Впрочем, изъяснение древних писателей не есть непременная обязанность переводчиков, когда от нее отказывается даже Вольф, ученейший, последний издатель поэм Гомеровых: он почитает изъяснение их делом, для него посторонним,2 трудом, для которого нужна целая жизнь. Оно, в самом деле, когда изъяснять писателя не для детей, составляет особую, обширную науку археолога. Ввесть в круг понятий, нравов и вещей, познакомить с страною и духом века, в которых писатель жил,— вот что способствует к лучшему уразумению творений древних и чего требует читатель.

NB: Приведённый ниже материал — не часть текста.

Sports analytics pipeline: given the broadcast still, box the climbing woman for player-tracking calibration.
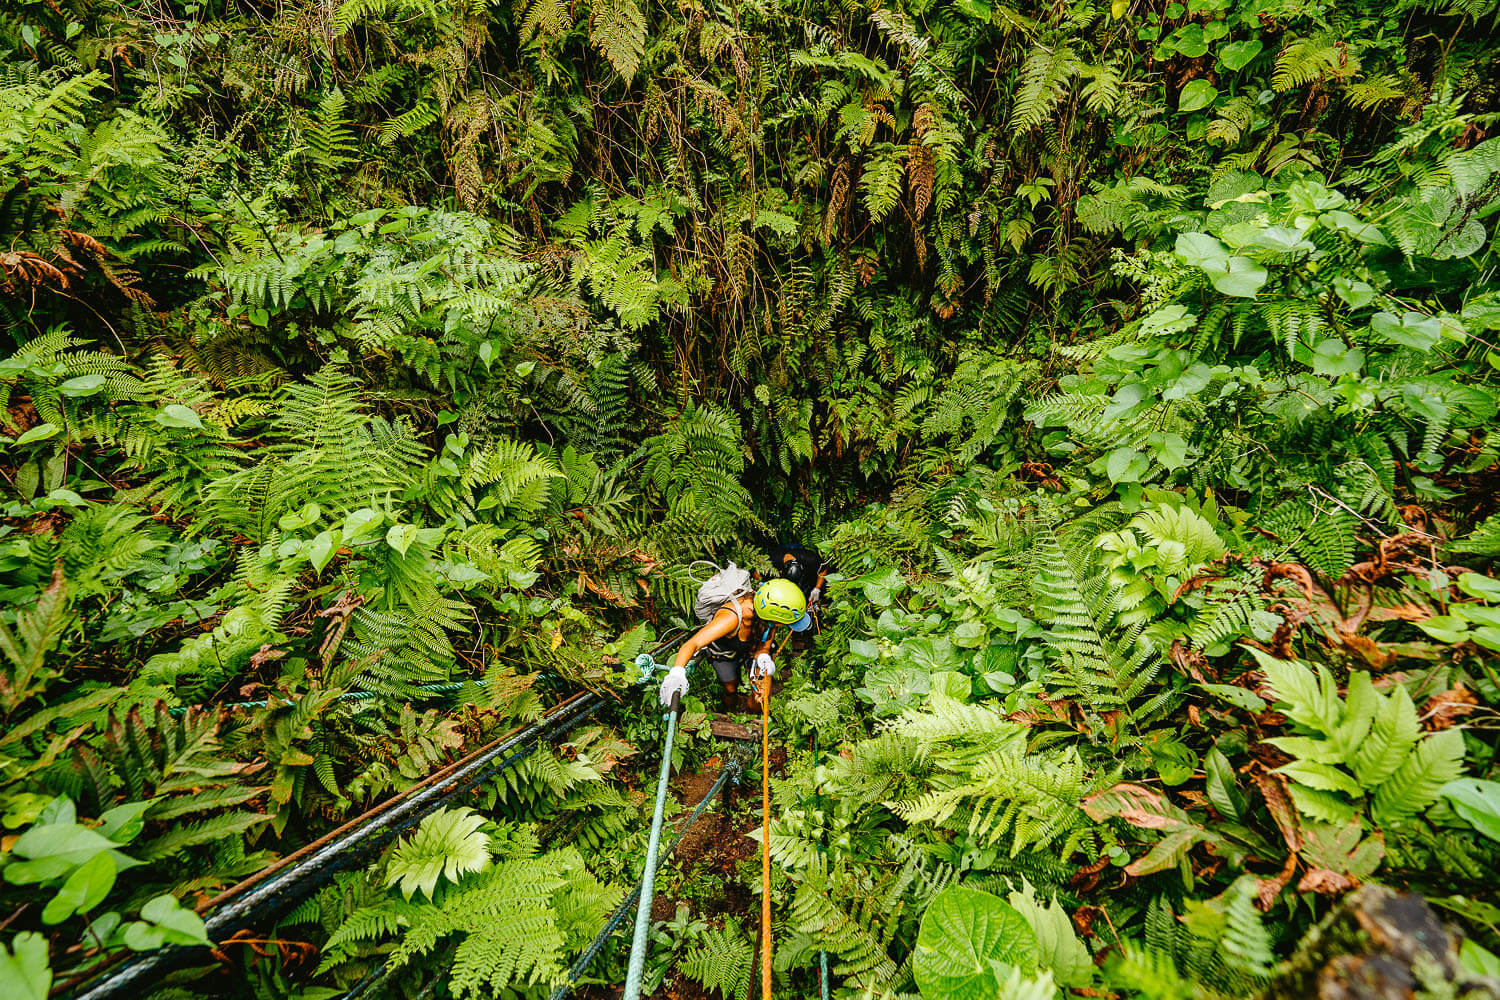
[658,577,809,709]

Не удовлетворяя сей нужды его, я сожалею тем более, что у нас нет еще никаких руководств к понятиям справедливым о древности и, следственно, к чтению с удовольствием и пользою писателей древних. Фосс мог издать свой перевод Гомера без всяких примечаний: он не опасался никаких недоразумений со стороны читателя. Германец, желающий изучать поэмы Гомера в славном переводе Фосса, может окружить себя целою библиотекою ученейших творений, разливающих яркий свет на словесность и мир древних. Шлоссер, глубокомысленный немецкий писатель, в сочинении своем Всеобщая История Древности 3 быстро излагая характер и дух веков героических Греции, для изображения коих заимствует важнейшие черты из поэм Гомеровых, между прочим, говорит: «Нахожу бесполезным долее останавливаться на сем предмете: изучение Гомера так же тесно соединено с воспитанием юношества германского, как могло быть у греков». Когда бы и мне можно было то же сказать о воспитании русского юношества, я также почел бы ненужным говорить об Гомере при переводе поэмы его.

Но древняя тьма лежит на рощах русского Ликея. Наши учители до сих пор головы героев Гомеровых ненаказанно украшают перьями, а руки вооружают сталью и булатом. И мы, ученики, оставляемые учителями в понятиях о древности, совершенно превратных, удивляемся, что Гомер своих героев сравнивает с мухами, богинь с псицами; сожалеем о переводчиках его, которые такими дикостями оскорбляют вкус наш. «Надобно подлинник приноравливать к стране и веку, в котором пишут; adapter (l’original) au pays et au siècle, où l’on écrit».4

Так некогда думали во Франции, в Англии; 5 так еще многие не перестали думать в России; у нас еще господствуют те односторонние литературные суждения, которые достались нам в наследство от покойных аббатов. Предисловие к поэме Гомера, хотя краткое, у нас не лишнее. Читатель «Илиады», если она его найдет, по крайней мере не будет искать в древнем поэте чего не должно и требовать от переводчика чего не следует.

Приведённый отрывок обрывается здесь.